Personal Growth

You are viewing an old revision of this post, from May 4, 2021 @ 22:46:55. See below for differences between this version and the current revision.

I am really proud of myself for becoming the strongest and most muscular of my life during this pandemic. For the few years leading up to the pandemic, I got into basic barbell strength training, then considered taking a more bodybuilding approach, and ultimately decided to focus on pure raw strength, specifically powerlifting. When the pandemic hit and I realized that it was going to be months, not weeks (little did I know it would be more than a year), I knew that I had to figure out how to continue my powerlifting at home. It was a new-ish hobby of mine, and if I just let it fall by the wayside, it would essentially mean that I was no longer doing something that was purely for myself. For my own self-worth, I needed to have that thing that I would do for myself.

The rest of the country decided to buy fitness equipment at about the same time, so it was a bit difficult to get the stuff, but with enough persistence I pieced together the equipment I needed. So this whole year I have pretty consistently been doing my lifting. I have gotten bigger, stronger, and I feel good about myself and what I have achieved. Last year, I even participated in a virtual powerlifting competition. I came in last (of three) in my age and sex category, but that’s OK.

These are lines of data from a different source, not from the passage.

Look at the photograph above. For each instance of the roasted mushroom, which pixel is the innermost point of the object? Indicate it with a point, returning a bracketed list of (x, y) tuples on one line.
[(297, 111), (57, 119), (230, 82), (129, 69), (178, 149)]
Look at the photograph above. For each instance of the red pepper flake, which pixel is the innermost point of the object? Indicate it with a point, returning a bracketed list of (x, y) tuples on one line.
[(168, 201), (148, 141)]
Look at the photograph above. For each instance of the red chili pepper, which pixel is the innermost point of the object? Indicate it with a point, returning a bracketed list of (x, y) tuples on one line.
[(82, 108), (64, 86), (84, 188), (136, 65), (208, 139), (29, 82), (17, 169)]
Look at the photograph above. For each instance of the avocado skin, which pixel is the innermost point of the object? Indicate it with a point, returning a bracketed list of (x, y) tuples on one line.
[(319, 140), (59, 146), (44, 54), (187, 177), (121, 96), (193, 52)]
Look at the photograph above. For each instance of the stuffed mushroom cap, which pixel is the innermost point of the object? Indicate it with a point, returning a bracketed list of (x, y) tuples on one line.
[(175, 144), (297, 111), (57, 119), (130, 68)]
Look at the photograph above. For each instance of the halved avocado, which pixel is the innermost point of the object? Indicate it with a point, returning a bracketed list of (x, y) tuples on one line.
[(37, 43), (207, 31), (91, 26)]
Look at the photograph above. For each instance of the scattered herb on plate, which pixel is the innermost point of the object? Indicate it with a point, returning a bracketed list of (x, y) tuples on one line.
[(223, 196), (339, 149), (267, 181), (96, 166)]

Despite having adopted this healthy habit and achieved the improvements that came with it, I find myself wanting more. Yes, more progress on physical achievements, like a running habit and increased flexibility. But more than that, I want to grow my spirituality, emotional well-being, mindfulness, willpower, intellectual pursuits, and conscious leisure activities. I know each of these things will take a similar amount of commitment that my growth in physical strength has taken. So I have to keep reminding myself of that.

I am 37 years old. Just continuing to “think of” myself as a mindfulness-aligned, spiritual-seeking, intellectual person does not make it so. I have to actively pursue these goals and others. Aside from putting in the work, I need to make room for that. I need to slowly shed non-core responsibilities, so that I have more room (primarily time, but also mental context switching) for personal growth.

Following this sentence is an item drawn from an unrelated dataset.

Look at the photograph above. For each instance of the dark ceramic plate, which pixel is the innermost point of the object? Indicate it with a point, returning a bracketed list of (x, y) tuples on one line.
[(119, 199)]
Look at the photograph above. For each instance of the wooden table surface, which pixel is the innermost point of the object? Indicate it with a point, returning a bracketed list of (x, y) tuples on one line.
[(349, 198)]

I have been “wanting” to cultivate a mindfulness practice for at least ten years now. And by “mindfulness practice,” I mean even just ten minutes of meditation per day. Of course, that would just be the start. But even that start, I have never begun for more than a few days. So how much do I “want” it? That is what I need to prove to myself by taking steps to make it possible.

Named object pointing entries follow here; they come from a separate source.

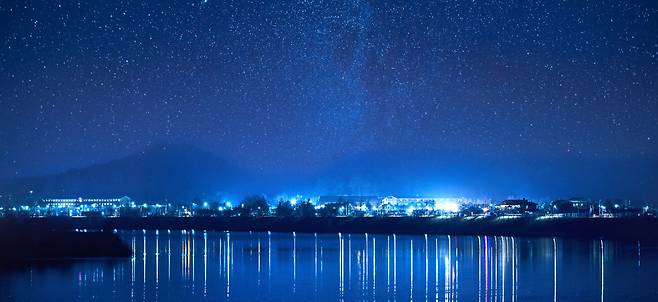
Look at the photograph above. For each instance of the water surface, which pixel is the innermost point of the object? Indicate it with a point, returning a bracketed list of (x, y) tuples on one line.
[(223, 266)]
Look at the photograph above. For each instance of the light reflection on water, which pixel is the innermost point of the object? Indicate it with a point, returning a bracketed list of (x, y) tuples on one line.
[(346, 267)]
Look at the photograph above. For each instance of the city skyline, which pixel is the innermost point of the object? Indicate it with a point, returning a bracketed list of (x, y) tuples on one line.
[(481, 98)]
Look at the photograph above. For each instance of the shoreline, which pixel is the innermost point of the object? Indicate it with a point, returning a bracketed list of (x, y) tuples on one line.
[(640, 228)]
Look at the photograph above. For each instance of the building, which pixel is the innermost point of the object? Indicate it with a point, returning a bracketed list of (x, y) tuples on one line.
[(574, 207), (516, 206), (84, 206)]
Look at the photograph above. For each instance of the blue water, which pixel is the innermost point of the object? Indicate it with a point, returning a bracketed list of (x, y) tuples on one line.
[(222, 266)]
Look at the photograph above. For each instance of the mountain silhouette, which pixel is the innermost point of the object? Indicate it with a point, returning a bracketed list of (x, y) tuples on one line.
[(169, 173)]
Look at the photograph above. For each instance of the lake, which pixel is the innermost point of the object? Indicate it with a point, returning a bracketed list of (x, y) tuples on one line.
[(232, 266)]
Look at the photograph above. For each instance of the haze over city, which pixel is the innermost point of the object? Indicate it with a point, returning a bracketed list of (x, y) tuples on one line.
[(476, 99)]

I also find a certain amount of sadness in, for instance, finishing a day of work plus other responsibilities, to walk to get the mail and realize that I have hardly been outside all day on a beautiful day. It’s not that work alone prevents me from getting outside. More that a combination of other responsibilities after work as well as a lack of sufficient willpower to take advantage of little 10- or 15-minute blocks of time together prevents me from getting outside, or whatever my “conscious leisure” activity might be.

All of this is to say that I only live once, and simply floating from day to day, week to week, month to month, season to season, year to year, without putting in sufficient conscious effort in designing my life, cultivating my spirit, sculpting my body, caressing my relationships, appreciating my intellect, and fully experiencing life, will be a disappointment to say the least. We only live once, and we must grab life by the horns and ride it for all that it’s worth.